Objective: To describe clinical characteristics and survival in GEP-NEN treated at the Instituto Nacional de Cancerología in Bogotá, Colombia.
Methods: This retrospective observational study included patients diagnosed with GEP-NEN between January 1, 2008 and January 1, 2020. Clinical and pathological data were extracted from medical records. Survival analysis was conducted using Kaplan-Meier estimators and Cox proportional hazards models.
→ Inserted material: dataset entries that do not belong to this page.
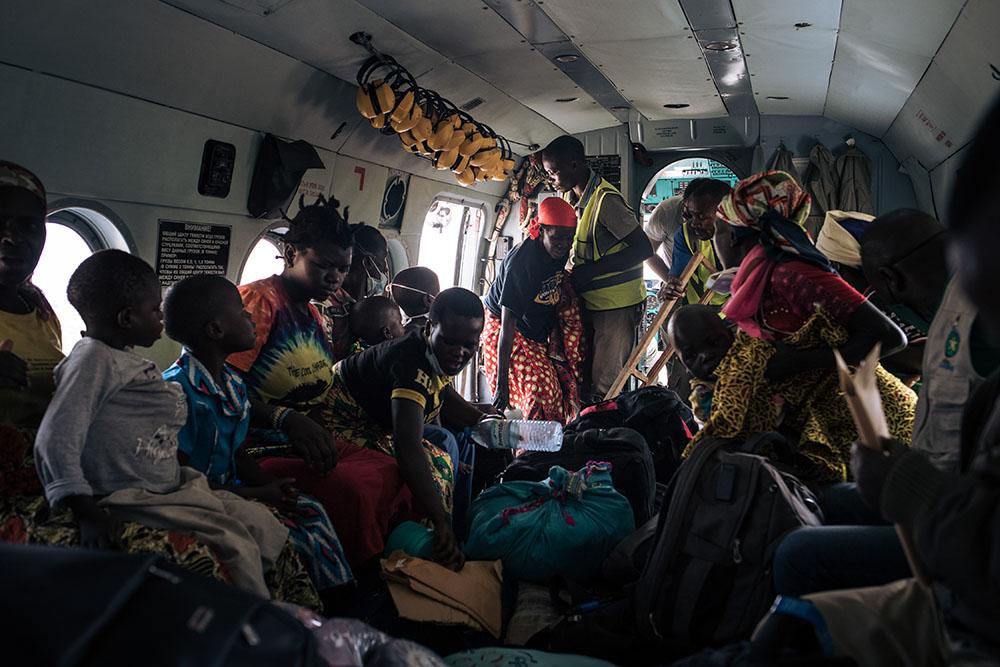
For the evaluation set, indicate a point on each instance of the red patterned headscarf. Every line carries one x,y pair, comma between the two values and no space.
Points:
767,191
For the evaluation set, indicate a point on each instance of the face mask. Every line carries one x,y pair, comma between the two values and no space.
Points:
374,285
909,316
409,318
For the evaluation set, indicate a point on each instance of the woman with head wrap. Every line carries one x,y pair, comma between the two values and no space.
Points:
532,341
792,310
784,279
840,240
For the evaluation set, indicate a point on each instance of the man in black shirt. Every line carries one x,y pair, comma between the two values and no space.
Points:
392,397
523,305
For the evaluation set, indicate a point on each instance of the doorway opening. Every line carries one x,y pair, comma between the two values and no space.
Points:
449,241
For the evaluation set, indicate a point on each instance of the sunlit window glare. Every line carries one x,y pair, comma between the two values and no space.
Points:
63,252
262,262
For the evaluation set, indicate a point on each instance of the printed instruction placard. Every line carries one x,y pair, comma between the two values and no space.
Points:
187,249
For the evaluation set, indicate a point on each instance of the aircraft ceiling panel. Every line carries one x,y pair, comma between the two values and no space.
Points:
883,50
970,58
317,32
619,21
871,82
497,111
538,87
646,50
485,44
784,14
936,120
946,106
790,69
169,57
789,65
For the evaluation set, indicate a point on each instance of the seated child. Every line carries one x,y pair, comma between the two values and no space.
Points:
415,289
107,446
205,314
734,398
375,320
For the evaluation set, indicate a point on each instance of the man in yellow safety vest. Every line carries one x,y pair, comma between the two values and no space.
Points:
608,251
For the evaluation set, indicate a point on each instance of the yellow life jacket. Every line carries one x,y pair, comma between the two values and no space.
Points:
696,286
618,289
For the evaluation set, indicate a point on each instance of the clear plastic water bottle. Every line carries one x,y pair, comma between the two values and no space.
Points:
528,434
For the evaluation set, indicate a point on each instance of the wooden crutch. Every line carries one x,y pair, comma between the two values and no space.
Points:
631,366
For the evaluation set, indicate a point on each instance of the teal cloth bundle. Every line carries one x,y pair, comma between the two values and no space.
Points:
565,525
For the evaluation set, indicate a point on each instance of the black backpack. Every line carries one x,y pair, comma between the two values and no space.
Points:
626,450
708,578
80,607
657,413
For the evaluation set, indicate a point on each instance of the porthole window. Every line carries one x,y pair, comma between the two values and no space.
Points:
264,259
72,235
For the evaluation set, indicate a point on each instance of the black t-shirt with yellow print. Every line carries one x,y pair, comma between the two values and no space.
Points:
400,368
529,283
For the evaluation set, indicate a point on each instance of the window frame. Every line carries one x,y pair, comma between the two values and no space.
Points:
469,203
271,234
99,226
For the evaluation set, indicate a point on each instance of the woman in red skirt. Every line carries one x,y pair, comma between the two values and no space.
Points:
533,338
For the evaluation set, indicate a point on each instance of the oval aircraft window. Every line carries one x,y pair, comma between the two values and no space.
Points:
263,261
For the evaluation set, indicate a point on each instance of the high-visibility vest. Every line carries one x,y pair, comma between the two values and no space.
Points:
608,291
696,286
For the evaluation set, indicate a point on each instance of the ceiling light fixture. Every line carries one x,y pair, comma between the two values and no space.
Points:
720,46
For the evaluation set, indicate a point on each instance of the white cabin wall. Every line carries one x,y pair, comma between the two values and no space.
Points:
140,160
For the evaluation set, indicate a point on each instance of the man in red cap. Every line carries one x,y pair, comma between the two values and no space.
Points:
532,340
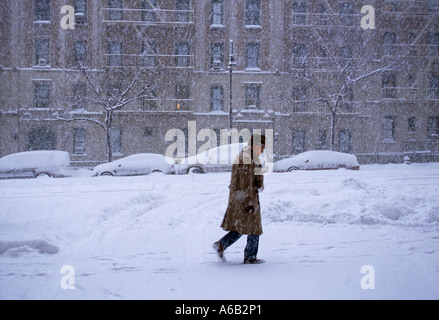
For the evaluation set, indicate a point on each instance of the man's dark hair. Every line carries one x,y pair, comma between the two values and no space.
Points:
257,140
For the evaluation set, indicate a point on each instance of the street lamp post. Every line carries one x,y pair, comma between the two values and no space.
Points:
232,65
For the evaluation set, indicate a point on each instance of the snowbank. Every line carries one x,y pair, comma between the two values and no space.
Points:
150,237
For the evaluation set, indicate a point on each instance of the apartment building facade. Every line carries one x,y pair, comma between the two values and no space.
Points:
132,70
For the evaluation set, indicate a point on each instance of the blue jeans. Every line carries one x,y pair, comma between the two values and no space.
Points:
251,249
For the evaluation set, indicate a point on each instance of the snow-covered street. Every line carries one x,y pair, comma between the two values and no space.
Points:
150,237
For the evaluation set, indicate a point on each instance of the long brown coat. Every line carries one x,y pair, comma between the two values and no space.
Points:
245,181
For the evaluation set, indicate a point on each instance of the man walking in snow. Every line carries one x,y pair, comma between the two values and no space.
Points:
243,215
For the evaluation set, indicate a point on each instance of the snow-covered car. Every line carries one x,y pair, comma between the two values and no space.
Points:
218,159
317,160
33,164
136,165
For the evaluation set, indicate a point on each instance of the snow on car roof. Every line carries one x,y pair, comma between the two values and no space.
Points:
35,159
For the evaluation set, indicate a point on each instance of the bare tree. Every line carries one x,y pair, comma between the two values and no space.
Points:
109,92
346,71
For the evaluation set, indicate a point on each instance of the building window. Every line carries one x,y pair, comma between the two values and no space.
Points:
114,53
252,96
300,58
433,87
433,127
389,42
148,54
412,124
321,144
433,41
434,5
149,132
217,11
388,128
217,100
345,141
299,142
149,102
252,55
322,17
299,99
182,7
79,141
217,56
299,9
42,52
79,96
41,95
42,10
80,11
347,98
41,139
182,55
346,13
183,97
253,12
115,11
80,59
148,13
389,85
116,140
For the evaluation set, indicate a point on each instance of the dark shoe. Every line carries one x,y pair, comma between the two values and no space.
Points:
219,250
253,261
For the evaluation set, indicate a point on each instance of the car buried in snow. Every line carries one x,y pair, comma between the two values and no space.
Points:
136,165
218,159
36,164
317,160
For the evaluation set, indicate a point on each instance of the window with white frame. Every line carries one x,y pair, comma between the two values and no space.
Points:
115,11
217,11
182,13
80,59
252,51
42,52
42,10
299,10
79,141
114,53
346,13
253,12
388,128
433,128
80,12
148,7
300,57
217,56
252,96
182,55
433,87
148,54
79,96
41,95
217,99
116,140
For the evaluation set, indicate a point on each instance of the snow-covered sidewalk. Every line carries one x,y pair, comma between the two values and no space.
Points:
150,237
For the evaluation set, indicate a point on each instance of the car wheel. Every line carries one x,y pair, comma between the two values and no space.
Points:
43,175
195,170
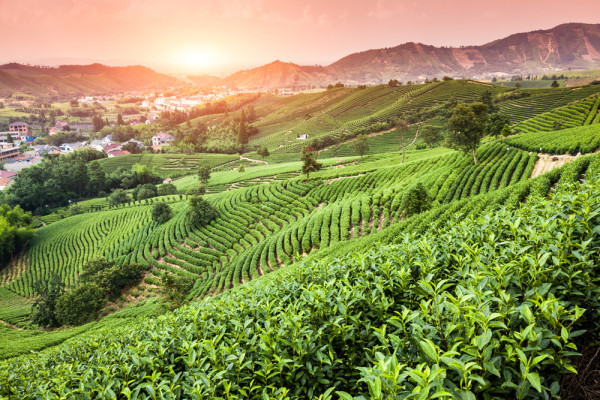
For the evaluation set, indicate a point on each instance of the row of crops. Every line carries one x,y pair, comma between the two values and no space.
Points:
582,139
477,307
165,162
263,227
576,114
542,101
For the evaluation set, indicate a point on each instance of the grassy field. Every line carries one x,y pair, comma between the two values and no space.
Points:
270,218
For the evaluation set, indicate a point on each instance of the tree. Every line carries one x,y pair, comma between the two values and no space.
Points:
558,124
200,211
204,173
80,305
309,160
487,98
496,123
118,196
242,131
415,200
131,147
161,212
361,146
431,134
145,191
263,152
467,125
175,289
97,122
402,127
43,311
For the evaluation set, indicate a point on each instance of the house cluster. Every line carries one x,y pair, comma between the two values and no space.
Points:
174,103
10,141
161,139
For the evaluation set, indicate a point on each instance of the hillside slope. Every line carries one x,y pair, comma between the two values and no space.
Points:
567,46
72,80
494,294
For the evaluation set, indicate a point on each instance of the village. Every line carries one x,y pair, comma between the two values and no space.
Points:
18,151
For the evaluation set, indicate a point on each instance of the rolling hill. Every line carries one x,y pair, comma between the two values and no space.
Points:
330,288
72,80
567,46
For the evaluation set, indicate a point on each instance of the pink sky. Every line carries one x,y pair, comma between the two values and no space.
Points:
215,34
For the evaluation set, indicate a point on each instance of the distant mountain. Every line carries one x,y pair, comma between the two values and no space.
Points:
575,46
278,74
72,80
204,81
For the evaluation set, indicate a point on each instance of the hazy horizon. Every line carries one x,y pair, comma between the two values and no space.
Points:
221,36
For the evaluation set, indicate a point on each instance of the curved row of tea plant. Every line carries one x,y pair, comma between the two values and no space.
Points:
487,307
583,139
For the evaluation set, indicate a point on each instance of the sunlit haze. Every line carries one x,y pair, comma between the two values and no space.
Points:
219,35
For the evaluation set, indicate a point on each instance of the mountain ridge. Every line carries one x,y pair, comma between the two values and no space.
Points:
566,46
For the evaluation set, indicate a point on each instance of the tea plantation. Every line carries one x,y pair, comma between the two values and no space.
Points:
337,286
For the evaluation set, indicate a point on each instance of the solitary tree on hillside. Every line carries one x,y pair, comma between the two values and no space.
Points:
263,152
496,123
402,127
431,134
467,125
204,173
361,146
243,131
506,131
119,196
415,200
161,212
200,212
309,160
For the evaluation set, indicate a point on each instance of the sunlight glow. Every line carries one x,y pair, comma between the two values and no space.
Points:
196,58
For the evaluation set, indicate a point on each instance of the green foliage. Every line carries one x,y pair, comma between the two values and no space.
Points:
467,125
118,197
496,124
174,289
204,173
431,134
15,231
446,313
43,311
309,162
161,212
584,139
80,305
506,131
361,145
415,200
200,211
263,152
166,189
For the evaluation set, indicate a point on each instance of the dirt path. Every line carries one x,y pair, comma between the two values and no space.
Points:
547,162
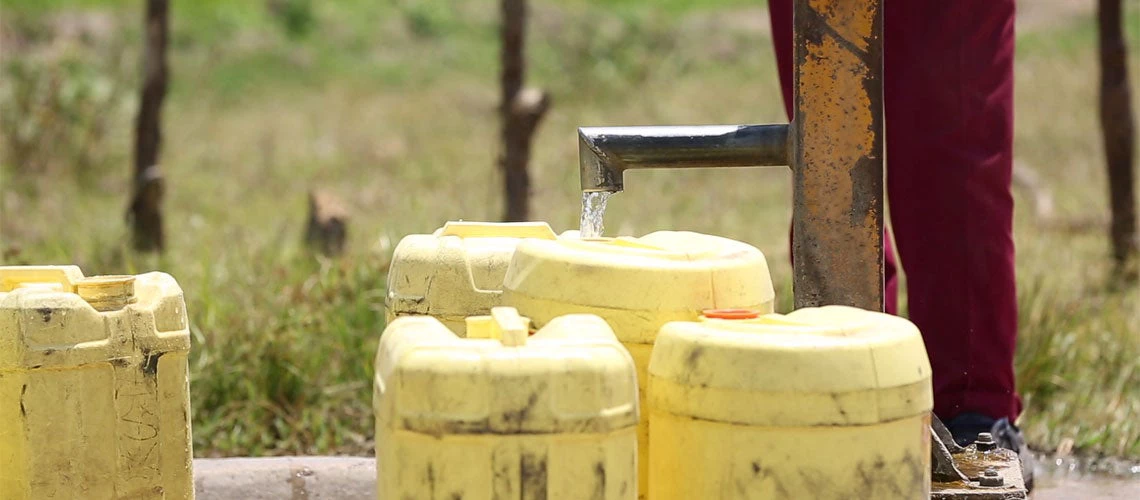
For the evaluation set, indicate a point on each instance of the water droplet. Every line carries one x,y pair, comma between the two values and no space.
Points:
593,214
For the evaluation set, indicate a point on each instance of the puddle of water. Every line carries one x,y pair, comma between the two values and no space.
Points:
593,214
1085,478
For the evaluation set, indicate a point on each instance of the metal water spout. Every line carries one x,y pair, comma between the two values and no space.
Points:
604,153
835,148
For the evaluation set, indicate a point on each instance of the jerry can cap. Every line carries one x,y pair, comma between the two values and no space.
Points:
816,366
571,377
731,313
637,284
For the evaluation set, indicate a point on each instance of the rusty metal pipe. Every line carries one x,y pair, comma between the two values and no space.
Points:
837,153
604,153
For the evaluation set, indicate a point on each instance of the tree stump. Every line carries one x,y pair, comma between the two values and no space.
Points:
327,227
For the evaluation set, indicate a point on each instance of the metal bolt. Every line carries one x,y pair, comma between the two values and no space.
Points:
990,477
985,442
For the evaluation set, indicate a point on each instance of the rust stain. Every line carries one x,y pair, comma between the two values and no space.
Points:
838,122
853,21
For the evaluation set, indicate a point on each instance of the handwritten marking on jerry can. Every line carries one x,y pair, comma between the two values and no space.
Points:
456,271
637,285
501,415
94,386
824,403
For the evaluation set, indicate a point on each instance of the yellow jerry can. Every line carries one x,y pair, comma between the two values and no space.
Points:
637,285
824,403
456,271
94,386
504,416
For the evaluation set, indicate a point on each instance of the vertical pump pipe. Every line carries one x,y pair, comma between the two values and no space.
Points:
837,154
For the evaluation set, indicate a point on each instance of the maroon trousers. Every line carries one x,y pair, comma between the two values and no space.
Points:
949,99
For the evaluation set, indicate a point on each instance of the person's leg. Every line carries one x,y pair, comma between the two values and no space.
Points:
949,90
949,116
781,19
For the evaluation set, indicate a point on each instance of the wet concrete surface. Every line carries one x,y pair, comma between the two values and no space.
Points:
353,477
1075,478
285,477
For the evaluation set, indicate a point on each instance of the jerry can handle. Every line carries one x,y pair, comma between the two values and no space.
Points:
537,230
13,277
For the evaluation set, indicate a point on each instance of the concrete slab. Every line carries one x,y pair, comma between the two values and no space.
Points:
355,478
285,477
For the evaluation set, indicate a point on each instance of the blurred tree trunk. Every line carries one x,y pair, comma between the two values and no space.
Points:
520,111
1118,132
145,213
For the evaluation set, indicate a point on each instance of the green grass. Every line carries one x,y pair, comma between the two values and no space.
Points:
392,106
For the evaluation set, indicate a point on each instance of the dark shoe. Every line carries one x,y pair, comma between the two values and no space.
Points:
966,428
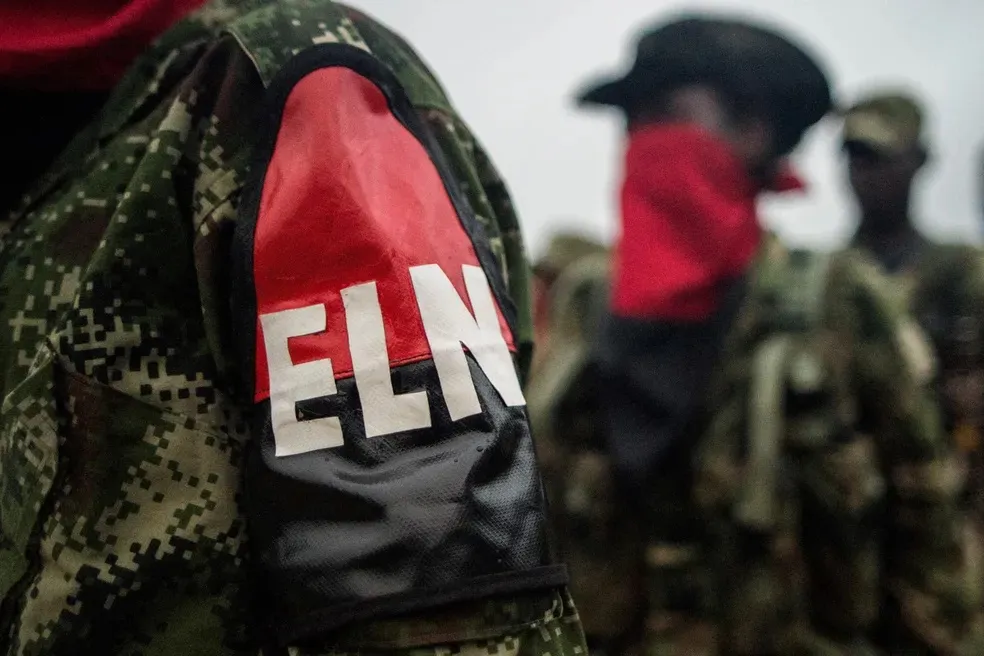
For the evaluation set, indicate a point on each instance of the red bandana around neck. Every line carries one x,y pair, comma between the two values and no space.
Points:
689,222
79,45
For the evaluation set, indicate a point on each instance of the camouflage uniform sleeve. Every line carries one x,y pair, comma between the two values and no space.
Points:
524,622
892,365
479,178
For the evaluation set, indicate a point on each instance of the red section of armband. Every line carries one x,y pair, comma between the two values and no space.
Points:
351,196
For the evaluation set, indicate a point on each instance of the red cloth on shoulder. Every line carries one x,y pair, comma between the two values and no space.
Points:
689,222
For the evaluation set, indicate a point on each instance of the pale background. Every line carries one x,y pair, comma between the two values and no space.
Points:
512,66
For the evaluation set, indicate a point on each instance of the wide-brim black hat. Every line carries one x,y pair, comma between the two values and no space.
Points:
744,60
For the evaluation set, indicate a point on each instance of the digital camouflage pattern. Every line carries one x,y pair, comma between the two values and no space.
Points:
121,437
945,293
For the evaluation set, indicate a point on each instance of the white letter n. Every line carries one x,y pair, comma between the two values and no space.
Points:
290,383
448,324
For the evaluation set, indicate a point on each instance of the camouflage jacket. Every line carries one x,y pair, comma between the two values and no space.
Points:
125,377
944,291
852,545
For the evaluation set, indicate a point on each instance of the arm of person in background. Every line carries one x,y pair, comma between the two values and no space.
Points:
893,366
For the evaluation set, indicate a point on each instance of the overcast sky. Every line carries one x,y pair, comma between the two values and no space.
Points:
511,67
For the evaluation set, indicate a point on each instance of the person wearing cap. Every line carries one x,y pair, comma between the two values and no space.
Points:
767,412
941,284
885,147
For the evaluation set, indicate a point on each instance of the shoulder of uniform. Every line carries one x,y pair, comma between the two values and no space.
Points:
868,304
272,33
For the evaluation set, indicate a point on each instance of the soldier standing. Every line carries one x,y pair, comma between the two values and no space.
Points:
768,413
237,413
941,284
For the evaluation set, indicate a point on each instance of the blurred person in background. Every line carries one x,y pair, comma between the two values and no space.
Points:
237,266
768,415
596,537
564,249
884,139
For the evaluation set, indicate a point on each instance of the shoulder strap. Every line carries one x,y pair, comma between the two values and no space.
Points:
795,289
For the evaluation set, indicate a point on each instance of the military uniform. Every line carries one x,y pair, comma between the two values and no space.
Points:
942,285
596,536
125,422
832,488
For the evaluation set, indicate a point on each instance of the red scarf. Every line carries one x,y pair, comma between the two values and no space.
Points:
79,45
689,222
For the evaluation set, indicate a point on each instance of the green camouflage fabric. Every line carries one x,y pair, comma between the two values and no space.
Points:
121,437
597,539
945,293
824,517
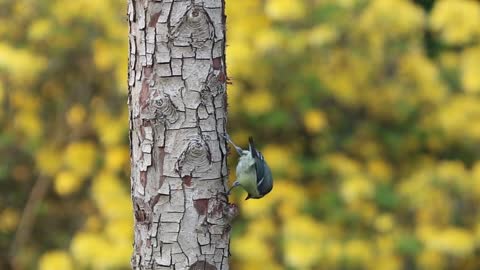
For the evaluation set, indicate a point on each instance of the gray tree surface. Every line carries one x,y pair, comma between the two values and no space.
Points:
177,100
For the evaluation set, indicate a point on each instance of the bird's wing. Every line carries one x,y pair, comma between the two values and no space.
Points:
260,168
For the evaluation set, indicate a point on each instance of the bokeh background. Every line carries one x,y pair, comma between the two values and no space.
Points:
368,112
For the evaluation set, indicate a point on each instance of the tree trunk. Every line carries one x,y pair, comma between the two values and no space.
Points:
177,100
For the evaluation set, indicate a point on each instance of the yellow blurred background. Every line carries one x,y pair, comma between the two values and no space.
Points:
367,110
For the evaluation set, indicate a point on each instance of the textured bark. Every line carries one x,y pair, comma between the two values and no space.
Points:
177,100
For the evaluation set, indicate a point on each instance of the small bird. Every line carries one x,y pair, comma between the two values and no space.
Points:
253,173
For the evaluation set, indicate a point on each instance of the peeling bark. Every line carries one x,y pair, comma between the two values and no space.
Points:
177,101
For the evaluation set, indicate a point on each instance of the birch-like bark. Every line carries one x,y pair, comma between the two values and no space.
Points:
177,100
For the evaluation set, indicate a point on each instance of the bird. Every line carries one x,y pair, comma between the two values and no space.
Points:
252,173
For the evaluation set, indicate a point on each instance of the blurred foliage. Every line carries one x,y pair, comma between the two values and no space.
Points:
367,110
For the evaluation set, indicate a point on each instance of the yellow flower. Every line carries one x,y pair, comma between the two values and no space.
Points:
39,29
384,223
20,64
76,115
240,55
110,197
303,239
379,170
470,69
457,21
250,247
321,35
8,220
93,224
80,157
359,252
117,157
2,92
55,260
258,102
277,156
67,182
430,259
451,241
285,10
315,121
476,179
392,17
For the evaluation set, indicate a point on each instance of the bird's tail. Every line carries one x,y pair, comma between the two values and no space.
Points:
251,147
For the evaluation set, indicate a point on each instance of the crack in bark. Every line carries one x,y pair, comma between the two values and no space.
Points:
177,104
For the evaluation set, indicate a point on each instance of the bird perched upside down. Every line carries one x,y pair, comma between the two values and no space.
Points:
253,173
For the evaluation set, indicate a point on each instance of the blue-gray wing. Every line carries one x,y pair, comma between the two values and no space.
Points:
264,175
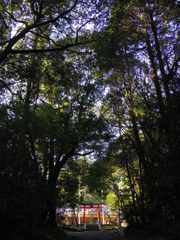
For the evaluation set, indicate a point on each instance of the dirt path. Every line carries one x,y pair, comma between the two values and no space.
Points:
93,235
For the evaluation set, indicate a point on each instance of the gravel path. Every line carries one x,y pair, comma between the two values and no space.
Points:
93,235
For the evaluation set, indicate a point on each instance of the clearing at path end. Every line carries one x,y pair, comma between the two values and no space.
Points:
93,235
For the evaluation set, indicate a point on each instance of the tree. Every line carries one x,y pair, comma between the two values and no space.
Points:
139,104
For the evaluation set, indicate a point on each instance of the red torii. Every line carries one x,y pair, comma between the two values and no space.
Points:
91,205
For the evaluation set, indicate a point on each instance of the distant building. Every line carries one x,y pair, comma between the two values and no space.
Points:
89,213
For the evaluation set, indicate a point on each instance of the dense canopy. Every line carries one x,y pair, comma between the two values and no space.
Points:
90,92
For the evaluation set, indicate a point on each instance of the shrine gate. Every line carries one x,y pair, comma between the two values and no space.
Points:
91,205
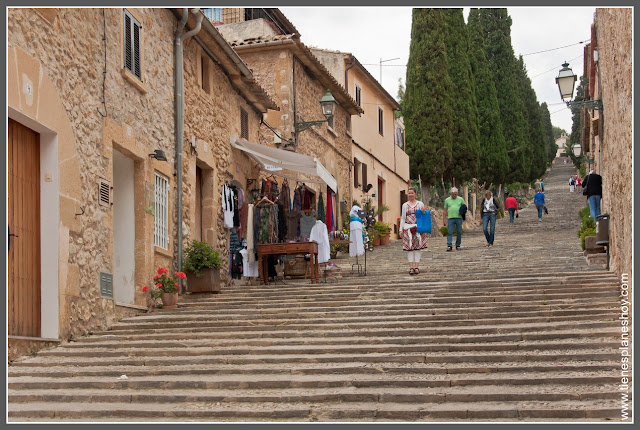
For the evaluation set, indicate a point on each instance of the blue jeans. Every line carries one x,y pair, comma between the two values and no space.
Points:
457,223
489,233
594,206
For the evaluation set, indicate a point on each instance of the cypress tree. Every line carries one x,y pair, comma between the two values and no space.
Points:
427,104
466,144
535,151
496,30
494,160
549,133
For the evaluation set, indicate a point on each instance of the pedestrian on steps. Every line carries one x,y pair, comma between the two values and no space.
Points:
511,204
489,208
412,241
538,200
451,218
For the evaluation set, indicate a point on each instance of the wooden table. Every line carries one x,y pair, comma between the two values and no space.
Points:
265,249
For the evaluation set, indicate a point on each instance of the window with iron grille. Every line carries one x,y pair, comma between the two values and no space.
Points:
161,214
244,124
132,33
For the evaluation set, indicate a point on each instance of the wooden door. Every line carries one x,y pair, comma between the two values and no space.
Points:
24,221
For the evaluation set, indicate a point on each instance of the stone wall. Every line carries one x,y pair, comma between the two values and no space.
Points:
70,48
213,117
615,78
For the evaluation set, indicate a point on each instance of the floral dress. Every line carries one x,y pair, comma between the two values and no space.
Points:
418,240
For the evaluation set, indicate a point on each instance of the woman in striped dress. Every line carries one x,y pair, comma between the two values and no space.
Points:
412,241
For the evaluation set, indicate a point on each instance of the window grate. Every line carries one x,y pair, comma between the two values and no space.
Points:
161,218
104,193
244,124
106,285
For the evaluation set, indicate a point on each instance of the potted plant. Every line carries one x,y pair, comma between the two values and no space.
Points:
164,287
383,230
202,264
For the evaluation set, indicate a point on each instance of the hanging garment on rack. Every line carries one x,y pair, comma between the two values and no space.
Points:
241,197
250,234
249,269
243,213
297,199
321,212
284,197
227,206
282,222
321,236
236,208
273,224
356,247
306,224
306,199
293,225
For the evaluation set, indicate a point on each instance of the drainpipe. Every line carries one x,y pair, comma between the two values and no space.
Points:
179,108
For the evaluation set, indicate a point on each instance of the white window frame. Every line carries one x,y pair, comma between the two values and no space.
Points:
161,211
136,66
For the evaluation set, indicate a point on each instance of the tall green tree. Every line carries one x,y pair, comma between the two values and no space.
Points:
535,151
466,143
427,105
496,31
549,133
494,160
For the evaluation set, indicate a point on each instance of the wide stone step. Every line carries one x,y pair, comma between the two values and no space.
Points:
532,411
52,371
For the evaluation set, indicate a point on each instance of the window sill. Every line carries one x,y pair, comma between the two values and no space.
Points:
162,251
133,80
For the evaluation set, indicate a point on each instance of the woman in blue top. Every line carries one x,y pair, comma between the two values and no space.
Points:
538,199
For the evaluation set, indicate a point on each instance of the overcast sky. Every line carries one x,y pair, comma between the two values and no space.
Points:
374,33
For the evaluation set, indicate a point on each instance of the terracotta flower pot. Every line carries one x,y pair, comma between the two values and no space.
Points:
170,300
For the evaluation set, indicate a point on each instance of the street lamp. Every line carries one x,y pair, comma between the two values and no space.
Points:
328,104
566,81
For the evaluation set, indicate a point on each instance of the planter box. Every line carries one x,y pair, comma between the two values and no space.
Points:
209,282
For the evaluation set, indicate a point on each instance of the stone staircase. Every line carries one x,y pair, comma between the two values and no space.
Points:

Results: A total of 204 patients were included. Median age was 55 years (range: 19-83); 61.3% were women. Most tumors (95.6%) were well-differentiated gastroenteropancreatic neuroendocrine tumors (NETs), and 55.9% of patients presented with stage IV disease. The most common primary tumor sites were the pancreas (25.5%) and the small intestine (23.5%). Median interval from symptom onset to diagnosis was 12 months, with 25% of patients requiring ≥2 years for diagnosis. Median follow-up was 105 months (95% CI: 87.6-115.2). Median overall survival was not reached. Poorer survival was significantly associated with higher tumor grade (p < 0.001), age >65 years (p = 0.035), and metastatic disease at diagnosis (p < 0.001). In contrast, surgical treatment was significantly associated with better overall survival (p = 0.006).
Conclusions: This study provides real-world evidence on outcomes in GEP-NEN in Latin America. Tumor grade, age, surgical treatment and metastasis at diagnosis were identified as key prognostic factors, highlighting the importance of early diagnosis and timely intervention.